Whenever I have to call a doctor I get simply terrified. Can you help? Does this get easier with experience? —Flustered on the Phone
A: Dear Flustered,
You’ve hit on a challenge for new as well as seasoned nurses. We all want to sound confident and act professionally. Try these tips:
- Remind yourself that the purpose of your call is to advocate for your patient. The call isn’t about you—it’s about helping someone else, and you’re the person to do it.
- Collect and have pertinent information at your fingertips—for example, the latest set of vital signs, intake and output, assessment data, current intravenous solutions, recent lab reports, list of medications, allergy information and the patient chart.

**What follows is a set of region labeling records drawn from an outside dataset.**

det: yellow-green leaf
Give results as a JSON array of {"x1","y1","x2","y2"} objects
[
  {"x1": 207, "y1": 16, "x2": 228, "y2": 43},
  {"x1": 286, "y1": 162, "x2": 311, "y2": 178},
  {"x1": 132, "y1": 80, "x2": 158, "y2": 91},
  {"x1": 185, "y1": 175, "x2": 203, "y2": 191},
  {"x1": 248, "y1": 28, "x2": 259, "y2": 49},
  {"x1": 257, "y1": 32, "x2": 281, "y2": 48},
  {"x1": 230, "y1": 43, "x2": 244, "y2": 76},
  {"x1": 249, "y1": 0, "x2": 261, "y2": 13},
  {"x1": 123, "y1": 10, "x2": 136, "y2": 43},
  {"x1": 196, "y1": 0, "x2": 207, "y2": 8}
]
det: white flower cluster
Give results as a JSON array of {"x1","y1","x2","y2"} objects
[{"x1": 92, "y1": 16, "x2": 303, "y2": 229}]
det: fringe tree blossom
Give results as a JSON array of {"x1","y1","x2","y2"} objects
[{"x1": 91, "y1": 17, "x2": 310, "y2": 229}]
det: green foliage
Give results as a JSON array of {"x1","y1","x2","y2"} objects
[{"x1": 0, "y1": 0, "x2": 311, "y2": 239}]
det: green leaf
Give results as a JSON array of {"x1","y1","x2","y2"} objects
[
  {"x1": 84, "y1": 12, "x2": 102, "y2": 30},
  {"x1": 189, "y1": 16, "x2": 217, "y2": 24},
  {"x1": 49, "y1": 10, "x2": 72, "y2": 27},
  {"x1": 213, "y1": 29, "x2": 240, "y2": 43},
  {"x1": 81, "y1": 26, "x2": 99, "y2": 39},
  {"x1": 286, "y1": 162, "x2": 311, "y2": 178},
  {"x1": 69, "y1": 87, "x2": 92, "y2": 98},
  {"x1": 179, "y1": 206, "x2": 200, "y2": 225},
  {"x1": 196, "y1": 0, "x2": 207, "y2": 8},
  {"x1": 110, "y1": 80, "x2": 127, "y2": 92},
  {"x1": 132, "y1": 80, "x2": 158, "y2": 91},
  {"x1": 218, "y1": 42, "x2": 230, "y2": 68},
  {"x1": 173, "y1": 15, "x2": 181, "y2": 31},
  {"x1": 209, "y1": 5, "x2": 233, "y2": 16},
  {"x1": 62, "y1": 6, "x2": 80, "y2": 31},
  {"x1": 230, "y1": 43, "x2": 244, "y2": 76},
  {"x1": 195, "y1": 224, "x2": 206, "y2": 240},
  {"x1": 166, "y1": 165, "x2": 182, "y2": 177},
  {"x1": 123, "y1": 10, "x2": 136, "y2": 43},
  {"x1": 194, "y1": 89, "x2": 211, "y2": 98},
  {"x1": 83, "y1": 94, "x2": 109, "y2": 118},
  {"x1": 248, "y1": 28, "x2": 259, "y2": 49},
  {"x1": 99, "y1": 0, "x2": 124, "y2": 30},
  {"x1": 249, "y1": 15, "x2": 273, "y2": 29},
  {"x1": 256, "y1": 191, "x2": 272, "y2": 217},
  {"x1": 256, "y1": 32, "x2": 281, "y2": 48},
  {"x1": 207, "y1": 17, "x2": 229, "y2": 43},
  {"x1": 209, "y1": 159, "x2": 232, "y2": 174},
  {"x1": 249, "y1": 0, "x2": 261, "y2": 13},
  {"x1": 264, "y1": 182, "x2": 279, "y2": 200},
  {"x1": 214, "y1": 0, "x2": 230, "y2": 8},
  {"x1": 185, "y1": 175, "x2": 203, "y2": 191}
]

- Be sure you’re contacting the right physician. The orthopedic surgeon won’t want to be called about an abnormal heart rate. That call should be directed to the hospitalist or family doctor.
- Contact the doctor by his or her preferred method of contact. Many doctors are using cell phones and don’t want to be contacted on their home phone.
- If you’re asking a unit clerk to initiate the call, be specific with your instructions — for example, “Please call Dr. Colony at his office and say that I would like to speak to him about the blood pressure on Sarah Parrish.”
- Be available for quick access when the call is returned. Make sure the unit clerk can quickly locate you.
- Have an order form available and ready to use for phone orders.
Following these tips will help you handle this challenge in a professional and confident manner.